Only a small part of what was written in Rome in the early decades of the 18th century is known. This disc sheds light on three composer who are not exactly household names. However, only one of the six pieces played here seems to be new to the catalogue. ArkivMusic lists no fewer than six previous recordings of Valentini's Concerto in a minor, whereas six concertos from his Op. 7 are not available on disc as yet. Both of Mossi's concertos are also available in other recordings, but none of the other concertos from his Op. 4. Only a couple of years ago Johannes Pramsohler and his Ensemble Diderot recorded five concertos from Montanari's Op. 1; only his Concerto in d minor is new to the catalogue. This is a bit sad; an opportunity has been missed to substantially expand the catalogue of the Roman repertoire of string concertos. That would be less of a problem, if the performances by Collegium Musicum 90 were better or at least equally good as those already available. Going by the recordings I have heard that is not the case. Montanari's concertos are far better served by the Ensemble Diderot, and the concerto by Valentini and Mossi's Concerto in g minor receive much better performances from Musica antiqua Köln (Archiv, 1992). Stylistically these two groups are comparable: strong contrasts in tempo and dynamics, and a wide colour palette in the solos. In comparison Collegium Musicum 90 is too restrained, and often outright bland. On several occasions I found it hard to keep my concentration, not due to a lack of quality of the music, but because of the rather uninteresting performances.

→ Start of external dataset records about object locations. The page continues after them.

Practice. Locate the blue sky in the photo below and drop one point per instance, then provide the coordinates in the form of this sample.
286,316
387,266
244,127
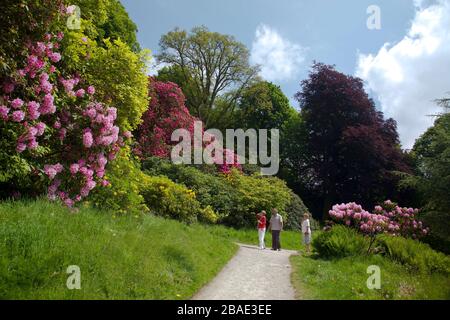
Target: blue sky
285,36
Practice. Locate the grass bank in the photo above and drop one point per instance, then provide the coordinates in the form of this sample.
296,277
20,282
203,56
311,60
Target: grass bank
119,257
345,278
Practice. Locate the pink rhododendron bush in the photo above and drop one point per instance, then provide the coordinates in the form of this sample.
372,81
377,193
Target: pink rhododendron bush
386,218
53,122
167,112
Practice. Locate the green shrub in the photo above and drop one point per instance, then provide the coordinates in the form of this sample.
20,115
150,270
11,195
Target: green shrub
416,254
210,189
340,242
253,194
123,193
296,209
236,197
169,199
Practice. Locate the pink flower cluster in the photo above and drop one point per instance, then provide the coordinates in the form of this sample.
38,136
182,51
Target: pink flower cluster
87,137
388,218
166,113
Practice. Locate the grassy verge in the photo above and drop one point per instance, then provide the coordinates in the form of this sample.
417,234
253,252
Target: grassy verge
345,278
119,257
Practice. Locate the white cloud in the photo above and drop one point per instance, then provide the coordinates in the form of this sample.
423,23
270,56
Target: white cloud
408,76
279,58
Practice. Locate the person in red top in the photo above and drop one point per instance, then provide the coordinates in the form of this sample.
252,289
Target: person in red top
261,229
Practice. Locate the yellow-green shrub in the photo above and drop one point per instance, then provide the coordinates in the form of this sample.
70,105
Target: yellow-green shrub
123,193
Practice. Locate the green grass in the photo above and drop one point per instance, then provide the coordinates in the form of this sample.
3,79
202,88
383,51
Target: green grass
119,257
316,278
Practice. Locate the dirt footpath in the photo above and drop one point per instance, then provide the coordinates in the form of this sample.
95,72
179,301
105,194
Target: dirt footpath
252,274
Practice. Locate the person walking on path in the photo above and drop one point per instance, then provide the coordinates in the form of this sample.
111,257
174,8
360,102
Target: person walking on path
306,231
276,226
261,229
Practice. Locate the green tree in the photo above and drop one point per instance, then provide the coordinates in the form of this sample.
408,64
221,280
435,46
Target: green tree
432,178
212,63
104,19
263,106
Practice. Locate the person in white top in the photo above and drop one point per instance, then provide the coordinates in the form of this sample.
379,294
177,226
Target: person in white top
306,231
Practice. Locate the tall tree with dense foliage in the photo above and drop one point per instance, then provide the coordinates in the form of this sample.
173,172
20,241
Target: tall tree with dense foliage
431,178
212,63
263,106
350,150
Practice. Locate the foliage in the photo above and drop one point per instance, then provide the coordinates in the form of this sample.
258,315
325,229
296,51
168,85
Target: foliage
431,153
234,196
350,149
211,63
169,199
262,106
23,21
415,254
120,257
165,114
107,19
122,195
295,210
253,194
340,242
210,189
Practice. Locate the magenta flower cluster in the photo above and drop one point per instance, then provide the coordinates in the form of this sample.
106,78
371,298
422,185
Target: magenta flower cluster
80,132
387,218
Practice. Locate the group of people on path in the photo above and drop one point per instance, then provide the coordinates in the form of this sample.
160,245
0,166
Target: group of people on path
276,226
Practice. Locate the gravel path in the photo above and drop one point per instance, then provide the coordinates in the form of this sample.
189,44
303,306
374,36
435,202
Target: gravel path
252,274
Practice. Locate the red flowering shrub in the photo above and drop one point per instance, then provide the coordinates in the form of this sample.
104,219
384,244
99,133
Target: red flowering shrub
167,112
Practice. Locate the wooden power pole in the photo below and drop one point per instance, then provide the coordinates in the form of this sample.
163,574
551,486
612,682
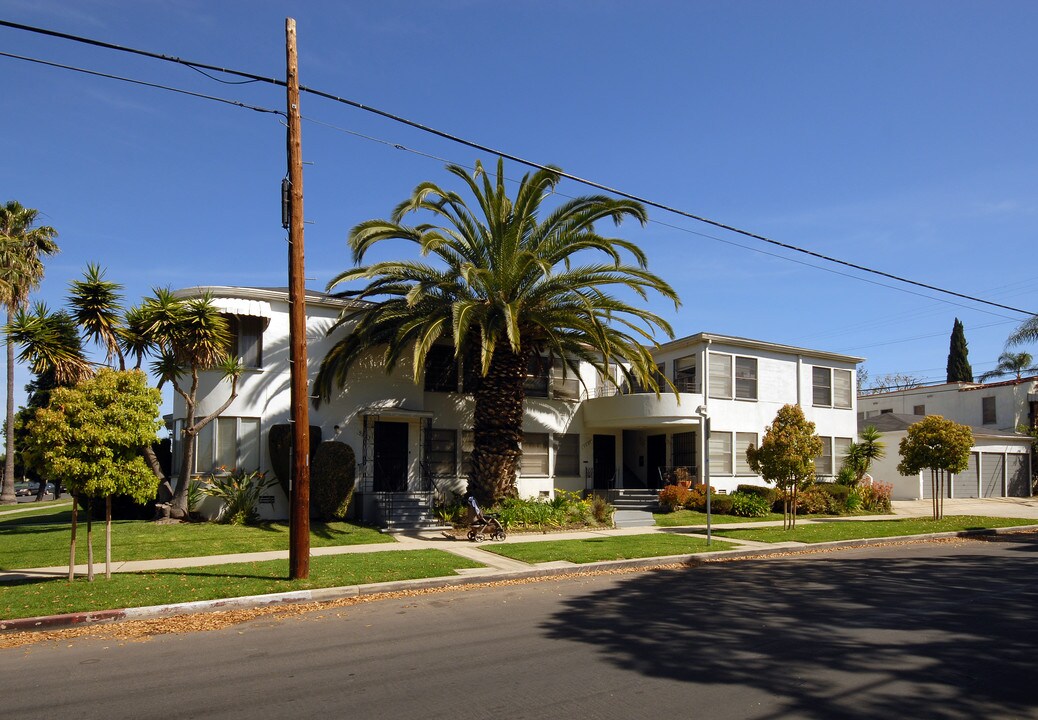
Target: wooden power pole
299,529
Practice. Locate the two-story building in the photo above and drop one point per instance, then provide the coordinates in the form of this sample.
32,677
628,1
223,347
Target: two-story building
579,433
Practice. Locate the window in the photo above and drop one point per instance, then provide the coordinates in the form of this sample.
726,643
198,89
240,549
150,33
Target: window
568,455
466,451
720,376
565,383
246,339
441,370
684,374
441,452
227,443
536,384
720,453
823,463
987,410
840,447
821,386
535,453
745,379
684,449
842,389
743,441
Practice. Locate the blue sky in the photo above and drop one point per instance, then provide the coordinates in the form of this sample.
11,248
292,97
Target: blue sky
896,135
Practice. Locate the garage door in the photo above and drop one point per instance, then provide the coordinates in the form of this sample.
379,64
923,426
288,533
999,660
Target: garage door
1018,476
965,485
992,466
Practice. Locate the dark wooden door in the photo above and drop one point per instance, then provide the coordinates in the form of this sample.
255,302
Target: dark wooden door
655,459
390,457
604,454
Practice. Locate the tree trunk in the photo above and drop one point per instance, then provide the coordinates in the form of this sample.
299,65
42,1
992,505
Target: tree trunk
497,427
89,540
108,537
7,487
72,544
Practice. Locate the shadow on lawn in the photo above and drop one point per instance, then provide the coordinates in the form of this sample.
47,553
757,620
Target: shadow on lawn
904,635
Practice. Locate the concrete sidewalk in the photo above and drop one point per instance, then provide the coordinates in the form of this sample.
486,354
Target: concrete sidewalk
497,566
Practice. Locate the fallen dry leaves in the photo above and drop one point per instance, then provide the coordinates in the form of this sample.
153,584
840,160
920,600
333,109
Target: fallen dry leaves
139,631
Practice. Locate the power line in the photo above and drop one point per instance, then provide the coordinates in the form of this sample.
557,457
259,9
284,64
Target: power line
133,81
514,158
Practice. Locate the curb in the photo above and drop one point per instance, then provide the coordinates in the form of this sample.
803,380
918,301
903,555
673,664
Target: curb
331,593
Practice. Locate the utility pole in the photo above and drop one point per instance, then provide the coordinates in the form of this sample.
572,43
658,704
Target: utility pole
299,527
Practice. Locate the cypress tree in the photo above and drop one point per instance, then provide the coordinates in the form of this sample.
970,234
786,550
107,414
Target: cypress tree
958,356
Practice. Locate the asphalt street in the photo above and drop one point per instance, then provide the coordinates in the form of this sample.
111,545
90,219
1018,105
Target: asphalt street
941,630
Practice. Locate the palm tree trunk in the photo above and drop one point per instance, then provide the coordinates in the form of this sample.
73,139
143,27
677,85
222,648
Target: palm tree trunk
497,427
72,544
7,488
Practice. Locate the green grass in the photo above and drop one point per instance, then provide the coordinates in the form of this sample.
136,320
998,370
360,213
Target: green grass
682,518
610,548
42,541
32,598
858,529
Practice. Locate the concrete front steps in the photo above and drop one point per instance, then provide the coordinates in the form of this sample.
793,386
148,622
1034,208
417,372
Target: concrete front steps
634,507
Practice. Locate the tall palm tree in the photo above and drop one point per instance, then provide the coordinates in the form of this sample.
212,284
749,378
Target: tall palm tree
22,247
512,281
1010,363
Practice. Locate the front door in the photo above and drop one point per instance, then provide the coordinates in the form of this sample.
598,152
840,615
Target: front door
604,457
655,459
390,457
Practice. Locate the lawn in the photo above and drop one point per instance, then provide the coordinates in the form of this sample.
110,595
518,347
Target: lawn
42,541
682,518
32,598
858,529
608,548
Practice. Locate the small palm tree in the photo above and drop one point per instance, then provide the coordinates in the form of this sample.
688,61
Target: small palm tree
22,246
512,282
1010,363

Some British ensembles have learnt from what has happened elsewhere, especially in Italy, but unfortunately Collegium Musicum 90 is not one of them. This is the way English musicians played Italian music in the 1980s and 1990s. I find it hard to swallow, especially as there are plenty of recordings which show how to perform this kind of music. If you are interested in these concertos, you should look for the recordings I mentioned above.